# clutch pedal ratio



## Nathaninwa (Jun 19, 2011)

What is the stock pedal ratio in the 04 to 06 GTO cars? Im about to install the T56 into my Volvo and want to campare that to mine so I can decide on a master cylinder.


----------



## GM4life (Mar 18, 2007)

Not sure what you are asking. My clutch release is about 1/3 to 1/2 pedal travel. I have steel braided clutch line, after market clutch, stock master, F-body slave.


----------



## Nathaninwa (Jun 19, 2011)

I guess where Im getting at is my Volvo master is a 3/4 bore. Tick is selling the upgraded stuff with a 7/8 bore.

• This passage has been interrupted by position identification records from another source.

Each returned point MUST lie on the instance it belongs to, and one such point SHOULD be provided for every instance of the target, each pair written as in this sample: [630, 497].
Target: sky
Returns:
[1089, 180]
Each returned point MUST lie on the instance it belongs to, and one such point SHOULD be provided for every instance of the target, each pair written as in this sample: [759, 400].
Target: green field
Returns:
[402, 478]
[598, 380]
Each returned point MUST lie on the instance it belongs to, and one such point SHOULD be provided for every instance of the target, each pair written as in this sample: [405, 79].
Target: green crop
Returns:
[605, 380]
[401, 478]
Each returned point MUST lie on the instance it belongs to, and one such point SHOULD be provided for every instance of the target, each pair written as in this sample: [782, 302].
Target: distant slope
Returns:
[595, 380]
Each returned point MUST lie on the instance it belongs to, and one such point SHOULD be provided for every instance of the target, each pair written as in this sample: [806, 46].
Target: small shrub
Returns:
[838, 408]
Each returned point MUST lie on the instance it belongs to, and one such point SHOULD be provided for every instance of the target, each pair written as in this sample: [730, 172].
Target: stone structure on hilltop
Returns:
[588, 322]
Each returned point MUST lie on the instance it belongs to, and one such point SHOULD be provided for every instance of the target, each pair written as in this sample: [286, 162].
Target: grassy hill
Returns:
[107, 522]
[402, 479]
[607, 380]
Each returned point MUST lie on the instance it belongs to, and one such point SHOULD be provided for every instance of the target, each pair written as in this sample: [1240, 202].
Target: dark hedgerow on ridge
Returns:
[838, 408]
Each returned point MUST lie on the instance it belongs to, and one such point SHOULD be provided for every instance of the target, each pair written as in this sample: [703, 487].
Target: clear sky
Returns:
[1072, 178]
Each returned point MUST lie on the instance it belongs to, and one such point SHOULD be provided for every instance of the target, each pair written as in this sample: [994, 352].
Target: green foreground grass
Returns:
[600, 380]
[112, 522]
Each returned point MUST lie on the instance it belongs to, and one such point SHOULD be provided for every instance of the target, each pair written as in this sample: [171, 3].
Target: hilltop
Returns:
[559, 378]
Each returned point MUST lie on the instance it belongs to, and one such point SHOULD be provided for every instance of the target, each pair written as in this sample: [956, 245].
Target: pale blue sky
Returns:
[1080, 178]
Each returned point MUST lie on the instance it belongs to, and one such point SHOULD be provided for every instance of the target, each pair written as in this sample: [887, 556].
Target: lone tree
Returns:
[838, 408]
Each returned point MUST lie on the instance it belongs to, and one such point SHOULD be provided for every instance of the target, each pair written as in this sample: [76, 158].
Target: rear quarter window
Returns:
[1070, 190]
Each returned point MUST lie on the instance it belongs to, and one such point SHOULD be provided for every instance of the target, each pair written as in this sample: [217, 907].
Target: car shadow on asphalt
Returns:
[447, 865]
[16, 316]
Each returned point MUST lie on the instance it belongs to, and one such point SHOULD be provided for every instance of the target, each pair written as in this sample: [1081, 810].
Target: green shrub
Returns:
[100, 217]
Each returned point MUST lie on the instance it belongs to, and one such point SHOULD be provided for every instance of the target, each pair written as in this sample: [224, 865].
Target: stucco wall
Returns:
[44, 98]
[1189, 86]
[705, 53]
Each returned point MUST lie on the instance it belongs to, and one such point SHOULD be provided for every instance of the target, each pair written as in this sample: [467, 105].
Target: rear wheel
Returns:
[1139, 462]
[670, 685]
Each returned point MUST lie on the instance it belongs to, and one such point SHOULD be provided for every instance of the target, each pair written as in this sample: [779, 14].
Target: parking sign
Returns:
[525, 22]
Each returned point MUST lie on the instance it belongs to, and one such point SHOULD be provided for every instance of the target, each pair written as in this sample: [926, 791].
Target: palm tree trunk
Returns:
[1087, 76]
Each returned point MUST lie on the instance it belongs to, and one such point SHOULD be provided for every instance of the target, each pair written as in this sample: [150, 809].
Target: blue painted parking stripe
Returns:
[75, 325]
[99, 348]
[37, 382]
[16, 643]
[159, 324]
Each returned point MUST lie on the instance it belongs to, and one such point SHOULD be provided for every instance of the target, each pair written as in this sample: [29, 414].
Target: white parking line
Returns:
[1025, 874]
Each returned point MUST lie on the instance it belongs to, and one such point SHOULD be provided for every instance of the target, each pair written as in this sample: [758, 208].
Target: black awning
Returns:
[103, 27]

I have a heavier pressure coming and dont want to add to much more pedal effort with overboring the system.

My stock pedal ratio is 6-1, meaning my pedal pivot to the foot pad is just at 11 inches center of pad, and from the pedal pivot to the pushrod mount is 1.875.

Im just curious what the GTO or Fbody cars have for mechanical leverage on the master itself.


----------



## svede1212 (Nov 1, 2005)

3.8 to 1


----------



## Nathaninwa (Jun 19, 2011)

Thanks for the reply....Ill measure the stroke of the cylinder to make sure I get the one inch and sounds like the 7/8 cylinder will be the way to go.

Is there any difference between the Tick master and the Tilton offered elsewhere? I bought a new slave and speed bleeder line, and looks like I need the stainless feedline with the gm clip design, and would just need to adapt it to dash 4 on the cylinder end.


----------